Senior Search & Analytics Consultant
Germany, SHI GmbH
Daniel Wrigley works as a Senior Search & Analytics Consultant. He mostly deals with search and big data applications with a strong focus on modern open source projects such as NiFi, Solr, Spark, Kafka or Zeppelin. His experience as a Solr trainer enabled him to co-author the first German book on Solr. His weakness for search and natural language processing originates from his computational linguistics studies at Ludwig-Maximilians-University Munich where he graduated in 2012.
Adding AI Cloud Services to Your On-Prem Data Workflows for NLP & Content Enrichment
“Getting data out of data sources and into your favourite search engine or storage system is often one of the first challenges you face in any data project. There are some ETL tools out there that help you face that issue and consequently there are a lot of data pipelines that are run on-premise: Either based on open source software like Apache NiFi or commercial products. These tools usually offer a variety of transformations but are very limited when it comes to working with unstructured data and enriching that data.

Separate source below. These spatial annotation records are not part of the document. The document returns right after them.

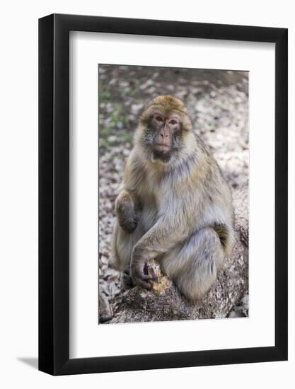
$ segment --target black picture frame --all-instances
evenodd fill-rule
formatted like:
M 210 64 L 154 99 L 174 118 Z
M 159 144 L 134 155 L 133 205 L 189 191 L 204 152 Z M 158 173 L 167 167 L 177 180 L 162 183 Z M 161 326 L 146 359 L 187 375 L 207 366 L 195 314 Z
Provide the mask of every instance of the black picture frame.
M 275 43 L 275 345 L 69 359 L 69 31 Z M 39 369 L 52 375 L 287 359 L 287 29 L 52 14 L 39 20 Z M 262 103 L 263 103 L 262 102 Z

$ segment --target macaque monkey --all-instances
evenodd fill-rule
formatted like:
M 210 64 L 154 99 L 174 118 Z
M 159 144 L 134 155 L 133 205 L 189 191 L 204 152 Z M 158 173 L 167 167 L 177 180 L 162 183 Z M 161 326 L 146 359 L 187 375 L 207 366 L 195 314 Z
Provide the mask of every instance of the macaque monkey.
M 233 245 L 231 194 L 180 100 L 158 96 L 140 116 L 115 212 L 112 260 L 125 287 L 151 289 L 154 258 L 188 300 L 209 291 Z

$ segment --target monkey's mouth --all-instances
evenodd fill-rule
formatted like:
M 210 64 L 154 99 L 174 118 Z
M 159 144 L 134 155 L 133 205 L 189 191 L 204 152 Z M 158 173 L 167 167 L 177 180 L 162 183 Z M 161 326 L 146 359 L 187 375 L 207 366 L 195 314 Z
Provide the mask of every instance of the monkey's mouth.
M 165 143 L 156 143 L 155 144 L 155 149 L 157 151 L 161 151 L 162 153 L 166 153 L 170 151 L 170 146 Z

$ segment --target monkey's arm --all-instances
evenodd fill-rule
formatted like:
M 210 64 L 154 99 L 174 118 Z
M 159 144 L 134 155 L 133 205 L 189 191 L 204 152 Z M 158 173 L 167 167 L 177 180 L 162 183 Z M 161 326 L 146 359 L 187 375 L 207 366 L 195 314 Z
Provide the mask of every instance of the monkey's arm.
M 163 254 L 189 235 L 189 227 L 183 220 L 181 210 L 162 216 L 135 245 L 130 264 L 130 273 L 134 281 L 150 289 L 148 282 L 153 276 L 146 274 L 146 262 Z
M 132 233 L 137 227 L 139 219 L 135 213 L 135 194 L 127 190 L 122 190 L 115 202 L 115 209 L 118 222 L 122 228 Z

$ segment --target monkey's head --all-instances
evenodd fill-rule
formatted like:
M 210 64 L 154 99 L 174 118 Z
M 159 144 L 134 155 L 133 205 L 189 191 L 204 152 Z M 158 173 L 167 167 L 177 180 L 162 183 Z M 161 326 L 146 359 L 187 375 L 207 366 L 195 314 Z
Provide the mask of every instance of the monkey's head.
M 173 96 L 158 96 L 148 103 L 141 114 L 137 138 L 152 161 L 168 163 L 184 147 L 191 130 L 183 103 Z

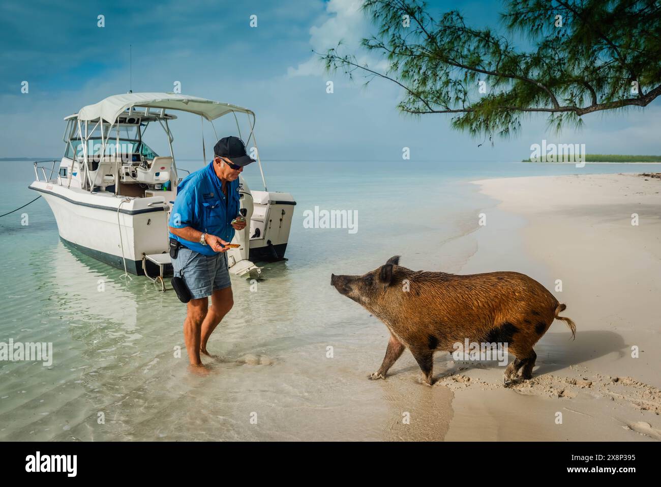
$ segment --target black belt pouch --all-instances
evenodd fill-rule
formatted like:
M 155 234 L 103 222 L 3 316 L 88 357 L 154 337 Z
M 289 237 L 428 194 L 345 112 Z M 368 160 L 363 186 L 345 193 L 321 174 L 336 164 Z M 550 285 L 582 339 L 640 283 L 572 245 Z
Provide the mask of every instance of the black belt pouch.
M 171 238 L 170 257 L 171 259 L 176 259 L 176 256 L 179 254 L 179 249 L 182 247 L 184 247 L 184 245 L 181 245 L 178 240 Z M 190 300 L 190 290 L 186 285 L 186 281 L 184 281 L 183 278 L 179 276 L 175 276 L 170 280 L 170 285 L 172 286 L 172 288 L 175 290 L 175 292 L 176 293 L 176 297 L 179 298 L 180 301 L 182 302 L 188 302 Z

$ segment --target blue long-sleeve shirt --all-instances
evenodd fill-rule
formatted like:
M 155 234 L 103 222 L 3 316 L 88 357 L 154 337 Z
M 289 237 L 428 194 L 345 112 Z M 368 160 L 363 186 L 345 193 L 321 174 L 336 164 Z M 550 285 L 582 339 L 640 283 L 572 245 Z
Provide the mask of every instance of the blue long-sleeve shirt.
M 214 162 L 189 174 L 176 188 L 176 198 L 170 214 L 168 224 L 174 228 L 190 226 L 196 230 L 215 235 L 229 242 L 234 238 L 231 221 L 239 214 L 239 178 L 227 181 L 227 197 L 223 193 L 221 181 L 214 170 Z M 169 232 L 191 250 L 213 255 L 216 253 L 209 245 L 193 242 Z

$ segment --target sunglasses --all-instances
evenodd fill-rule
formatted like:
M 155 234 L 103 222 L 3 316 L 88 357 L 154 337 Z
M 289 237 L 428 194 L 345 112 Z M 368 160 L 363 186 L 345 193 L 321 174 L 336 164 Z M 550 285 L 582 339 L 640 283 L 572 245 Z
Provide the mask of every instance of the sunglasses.
M 234 164 L 234 163 L 230 162 L 229 159 L 227 159 L 227 157 L 221 157 L 220 155 L 218 155 L 217 157 L 219 158 L 220 158 L 221 161 L 222 161 L 223 162 L 224 162 L 225 164 L 227 164 L 227 165 L 229 165 L 230 167 L 231 167 L 235 171 L 238 171 L 239 169 L 240 169 L 241 167 L 243 167 L 243 166 L 241 166 L 241 165 L 237 165 L 236 164 Z

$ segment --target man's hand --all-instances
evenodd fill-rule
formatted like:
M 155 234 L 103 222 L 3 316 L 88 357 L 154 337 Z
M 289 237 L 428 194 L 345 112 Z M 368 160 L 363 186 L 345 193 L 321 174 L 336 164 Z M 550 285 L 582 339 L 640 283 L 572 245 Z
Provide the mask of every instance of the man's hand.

However, establishing a process for analysing and enriching unstructured data can be extremely tedious: You need the right persons (e.g. machine learning engineers, data scientists, natural language processing experts), a lot of annotated training and test data, computational power for training machine learning models etc.
Cloud services to the rescue! In this presentation Daniel will show how on-premise data processing or indexing pipelines can be extended by cloud services to get more out of your unstructured data while bypassing all the above-mentioned challenges saving time and money.”